Today, November 6th, marks the 2018 midterm elections. Across the country, multiple governorships, House, and Senate seats are up for grabs as Americans vote to decide the political future of the next couple of years. These midterms are particularly contentious, with voter participation showing a significant rise over historic averages, particularly amongst young people.
But while the political outcome of these elections is the main interest of today, the results of the election will also provide a valuable insight into the complex world of political marketing. With elections come political action and attack ads, and these ads shape the public perception of a candidate for better and for worse.
Making a candidate look attractive is a complex process. You are essentially offering a multifaceted product to consumers hoping that some of the combination of issue positions you are taking will appeal to them. Identifying which issues to champion and which to steer clear of requires substantial analysis and sometimes a bit of luck. Ultimately, what is created to appear as a genuine, approachable person is in fact a complicated strategy put in place to attract a winning preponderance of the voter base.
But while it is not surprising that a candidate would want to strategize the ways they are perceived by the public, some of the strategies employed to achieve this could be damaging to the public confidence in the electoral system longterm.
A good example of this is the average political attack ad. Rather than focusing on conveying the positive position a candidate holds, they may sometimes decide to win voters by attacking the positions and statements of their opponent. However, these types of ads often move into a somewhat fallacious territory wherein they are little more than propaganda attacking a straw man.
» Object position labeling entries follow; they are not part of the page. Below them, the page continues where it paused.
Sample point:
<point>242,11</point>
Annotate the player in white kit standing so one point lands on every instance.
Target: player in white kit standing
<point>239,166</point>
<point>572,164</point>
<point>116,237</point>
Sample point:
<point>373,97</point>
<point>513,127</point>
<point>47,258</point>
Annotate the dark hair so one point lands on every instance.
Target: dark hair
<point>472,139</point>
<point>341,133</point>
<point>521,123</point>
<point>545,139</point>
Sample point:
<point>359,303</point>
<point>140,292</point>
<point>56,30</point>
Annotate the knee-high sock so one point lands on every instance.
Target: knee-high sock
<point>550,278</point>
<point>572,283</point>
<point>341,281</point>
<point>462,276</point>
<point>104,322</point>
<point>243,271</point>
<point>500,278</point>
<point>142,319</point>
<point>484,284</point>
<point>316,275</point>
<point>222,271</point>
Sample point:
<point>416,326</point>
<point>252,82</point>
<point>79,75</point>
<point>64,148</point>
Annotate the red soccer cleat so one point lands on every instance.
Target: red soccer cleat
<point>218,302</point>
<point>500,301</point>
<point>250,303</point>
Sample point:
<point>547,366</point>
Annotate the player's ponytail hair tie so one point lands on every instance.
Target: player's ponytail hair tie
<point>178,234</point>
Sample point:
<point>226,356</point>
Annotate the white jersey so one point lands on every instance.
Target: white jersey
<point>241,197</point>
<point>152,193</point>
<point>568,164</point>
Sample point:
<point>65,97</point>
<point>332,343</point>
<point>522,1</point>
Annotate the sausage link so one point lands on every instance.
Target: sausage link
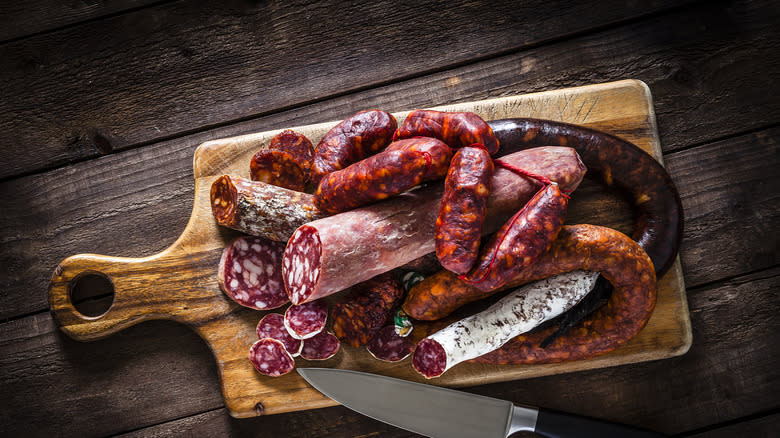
<point>403,165</point>
<point>462,209</point>
<point>457,129</point>
<point>357,137</point>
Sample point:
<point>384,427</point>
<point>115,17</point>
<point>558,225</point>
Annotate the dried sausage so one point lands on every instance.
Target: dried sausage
<point>334,253</point>
<point>352,140</point>
<point>403,165</point>
<point>462,209</point>
<point>457,129</point>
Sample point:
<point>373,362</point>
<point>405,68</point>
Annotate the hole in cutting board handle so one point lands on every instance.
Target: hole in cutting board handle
<point>92,294</point>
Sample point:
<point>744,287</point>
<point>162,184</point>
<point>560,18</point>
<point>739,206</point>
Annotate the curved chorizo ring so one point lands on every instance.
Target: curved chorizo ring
<point>620,163</point>
<point>623,263</point>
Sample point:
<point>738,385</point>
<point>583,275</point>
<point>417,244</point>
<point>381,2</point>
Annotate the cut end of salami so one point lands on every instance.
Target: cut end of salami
<point>320,347</point>
<point>388,346</point>
<point>250,273</point>
<point>270,358</point>
<point>306,320</point>
<point>272,326</point>
<point>301,264</point>
<point>223,201</point>
<point>429,358</point>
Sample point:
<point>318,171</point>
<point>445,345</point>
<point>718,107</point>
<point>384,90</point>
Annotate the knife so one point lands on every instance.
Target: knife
<point>439,412</point>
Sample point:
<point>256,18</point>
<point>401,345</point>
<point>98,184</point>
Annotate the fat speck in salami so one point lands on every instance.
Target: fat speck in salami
<point>250,273</point>
<point>269,357</point>
<point>306,320</point>
<point>272,326</point>
<point>320,347</point>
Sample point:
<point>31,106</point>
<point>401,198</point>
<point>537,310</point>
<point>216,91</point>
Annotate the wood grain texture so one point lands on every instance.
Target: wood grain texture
<point>164,71</point>
<point>187,268</point>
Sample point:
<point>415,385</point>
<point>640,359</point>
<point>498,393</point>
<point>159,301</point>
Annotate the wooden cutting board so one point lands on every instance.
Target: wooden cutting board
<point>180,283</point>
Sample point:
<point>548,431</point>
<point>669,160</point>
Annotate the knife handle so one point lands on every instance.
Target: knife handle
<point>554,424</point>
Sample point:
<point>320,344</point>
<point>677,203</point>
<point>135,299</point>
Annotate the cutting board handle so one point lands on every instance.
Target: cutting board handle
<point>168,285</point>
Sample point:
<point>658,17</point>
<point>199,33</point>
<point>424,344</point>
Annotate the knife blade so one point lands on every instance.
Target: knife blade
<point>440,412</point>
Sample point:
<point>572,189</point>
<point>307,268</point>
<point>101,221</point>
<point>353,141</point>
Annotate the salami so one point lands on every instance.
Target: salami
<point>521,241</point>
<point>298,146</point>
<point>250,273</point>
<point>403,165</point>
<point>388,346</point>
<point>331,254</point>
<point>365,309</point>
<point>352,140</point>
<point>272,326</point>
<point>457,129</point>
<point>278,168</point>
<point>518,312</point>
<point>270,358</point>
<point>320,347</point>
<point>306,320</point>
<point>462,209</point>
<point>261,209</point>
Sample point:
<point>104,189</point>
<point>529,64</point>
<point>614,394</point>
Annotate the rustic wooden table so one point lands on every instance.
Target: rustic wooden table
<point>102,107</point>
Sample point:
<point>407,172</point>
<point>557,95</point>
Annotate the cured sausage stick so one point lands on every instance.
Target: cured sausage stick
<point>518,312</point>
<point>334,253</point>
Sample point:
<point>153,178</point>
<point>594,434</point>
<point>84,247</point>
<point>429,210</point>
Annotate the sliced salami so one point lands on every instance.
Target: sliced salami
<point>250,273</point>
<point>388,346</point>
<point>306,320</point>
<point>270,358</point>
<point>320,347</point>
<point>518,312</point>
<point>278,168</point>
<point>272,326</point>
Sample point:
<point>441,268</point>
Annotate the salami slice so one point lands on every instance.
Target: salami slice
<point>261,209</point>
<point>518,312</point>
<point>270,358</point>
<point>272,326</point>
<point>250,273</point>
<point>306,320</point>
<point>278,168</point>
<point>320,347</point>
<point>297,145</point>
<point>331,254</point>
<point>388,346</point>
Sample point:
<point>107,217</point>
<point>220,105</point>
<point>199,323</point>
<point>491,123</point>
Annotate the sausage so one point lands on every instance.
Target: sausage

These types of ads can distort or outright defy factual knowledge in favor of a false narrative designed to rile up or disturb voters.
While this fear-mongering might be an effective short term strategy, it is questionable if its benefits outweigh the costs in the long run. After all, voters are becoming more aware of the deceptive information they are being shown, and it is decreasing their confidence in the candidates and organizations trying to influence their vote.
In future, this may make voters default to distrust of any organization that they perceive as trying to influence their views. While savvy, skeptical voters are not a bad thing, it may lead some to become more and more politically apathetic, viewing all interested parties in political discourse as untrustworthy or unreliable. Politicians need to effectively market themselves, but they must be careful to avoid moving into the territory of outright falsehood.